Why is there a savings cap?
The cap limits the savings percentage to keep extreme setpoints from producing unrealistic results. It’s a guardrail for modeling, especially when large temperature differences or long hours would otherwise compound into overly optimistic savings.
Should I enter costs, or energy use and rates?
Use costs if you know your annual spend. Use energy plus rate if you want the calculator to derive cost from kWh, therms, or other units. If both are entered, the derived cost is used for that season.
What if I only follow setbacks on weekends?
Set nights used to the number of nights you actually follow the setback schedule. The calculator scales savings by nights used divided by season days, so partial or weekend-only behavior produces proportionally smaller estimates.
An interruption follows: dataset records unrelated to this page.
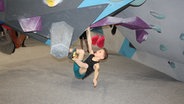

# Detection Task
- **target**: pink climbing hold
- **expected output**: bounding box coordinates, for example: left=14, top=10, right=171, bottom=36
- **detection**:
left=97, top=36, right=105, bottom=48
left=92, top=35, right=99, bottom=45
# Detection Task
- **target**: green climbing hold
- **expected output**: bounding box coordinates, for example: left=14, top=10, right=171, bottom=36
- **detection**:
left=150, top=10, right=166, bottom=20
left=160, top=44, right=168, bottom=51
left=180, top=33, right=184, bottom=40
left=168, top=61, right=176, bottom=69
left=130, top=0, right=146, bottom=6
left=150, top=25, right=162, bottom=33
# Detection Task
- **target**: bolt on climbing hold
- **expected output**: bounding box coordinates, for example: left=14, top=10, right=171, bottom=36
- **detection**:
left=160, top=44, right=168, bottom=51
left=180, top=33, right=184, bottom=40
left=168, top=61, right=176, bottom=69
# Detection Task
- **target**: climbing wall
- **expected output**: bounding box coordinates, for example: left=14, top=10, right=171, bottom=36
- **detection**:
left=1, top=0, right=184, bottom=82
left=115, top=0, right=184, bottom=81
left=0, top=0, right=135, bottom=57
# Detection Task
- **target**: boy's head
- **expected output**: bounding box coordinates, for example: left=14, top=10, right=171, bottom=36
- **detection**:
left=94, top=48, right=108, bottom=61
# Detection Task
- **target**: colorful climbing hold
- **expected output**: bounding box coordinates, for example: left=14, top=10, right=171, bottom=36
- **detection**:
left=45, top=39, right=51, bottom=46
left=97, top=36, right=105, bottom=48
left=180, top=33, right=184, bottom=40
left=160, top=44, right=168, bottom=51
left=119, top=38, right=136, bottom=58
left=150, top=25, right=162, bottom=33
left=92, top=35, right=99, bottom=45
left=91, top=35, right=105, bottom=48
left=130, top=0, right=146, bottom=6
left=168, top=61, right=176, bottom=69
left=50, top=21, right=73, bottom=59
left=18, top=16, right=42, bottom=32
left=111, top=25, right=117, bottom=35
left=43, top=0, right=63, bottom=7
left=150, top=10, right=166, bottom=20
left=135, top=30, right=148, bottom=43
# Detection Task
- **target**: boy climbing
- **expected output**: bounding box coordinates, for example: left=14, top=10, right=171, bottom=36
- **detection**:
left=68, top=27, right=108, bottom=87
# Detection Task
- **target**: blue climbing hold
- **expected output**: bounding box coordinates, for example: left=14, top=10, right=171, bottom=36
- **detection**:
left=45, top=39, right=51, bottom=46
left=150, top=10, right=166, bottom=20
left=119, top=38, right=136, bottom=58
left=180, top=33, right=184, bottom=40
left=160, top=44, right=168, bottom=51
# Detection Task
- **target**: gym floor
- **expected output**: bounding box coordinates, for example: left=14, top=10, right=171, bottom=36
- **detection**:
left=0, top=38, right=184, bottom=104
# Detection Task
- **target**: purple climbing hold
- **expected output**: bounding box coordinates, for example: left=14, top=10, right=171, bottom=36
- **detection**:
left=90, top=16, right=152, bottom=44
left=90, top=16, right=119, bottom=28
left=120, top=17, right=151, bottom=30
left=135, top=30, right=148, bottom=43
left=0, top=0, right=5, bottom=12
left=18, top=16, right=42, bottom=32
left=91, top=16, right=151, bottom=30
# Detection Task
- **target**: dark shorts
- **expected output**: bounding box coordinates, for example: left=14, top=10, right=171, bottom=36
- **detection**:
left=73, top=62, right=85, bottom=79
left=79, top=31, right=87, bottom=39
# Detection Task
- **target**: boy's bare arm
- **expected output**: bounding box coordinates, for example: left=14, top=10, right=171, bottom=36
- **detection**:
left=86, top=27, right=94, bottom=54
left=93, top=64, right=100, bottom=87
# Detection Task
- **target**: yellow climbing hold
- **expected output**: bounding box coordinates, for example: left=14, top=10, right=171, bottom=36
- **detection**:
left=46, top=0, right=55, bottom=7
left=44, top=0, right=63, bottom=7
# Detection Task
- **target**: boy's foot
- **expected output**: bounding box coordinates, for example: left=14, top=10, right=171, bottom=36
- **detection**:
left=68, top=48, right=77, bottom=60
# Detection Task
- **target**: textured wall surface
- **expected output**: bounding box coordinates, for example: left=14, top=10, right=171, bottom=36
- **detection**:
left=115, top=0, right=184, bottom=81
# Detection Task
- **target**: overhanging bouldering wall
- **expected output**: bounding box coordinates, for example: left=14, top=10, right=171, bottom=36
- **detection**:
left=0, top=0, right=108, bottom=58
left=0, top=0, right=136, bottom=58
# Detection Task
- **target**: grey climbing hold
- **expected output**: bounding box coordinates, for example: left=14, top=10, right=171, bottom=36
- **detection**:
left=50, top=21, right=74, bottom=59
How do I choose the heating and cooling factors?
Start with defaults, then adjust using local utility studies, building audits, or your own before/after bills. If your home is leaky or recovery is slow, reduce the factor. If bills are stable and setbacks are consistent, keep it near default.
Do bigger setbacks always save more?
Not always. Larger setbacks can increase morning recovery load or reduce comfort. The calculator estimates savings from reduced overnight demand, but your best setting balances comfort, humidity control, and how your system performs during recovery.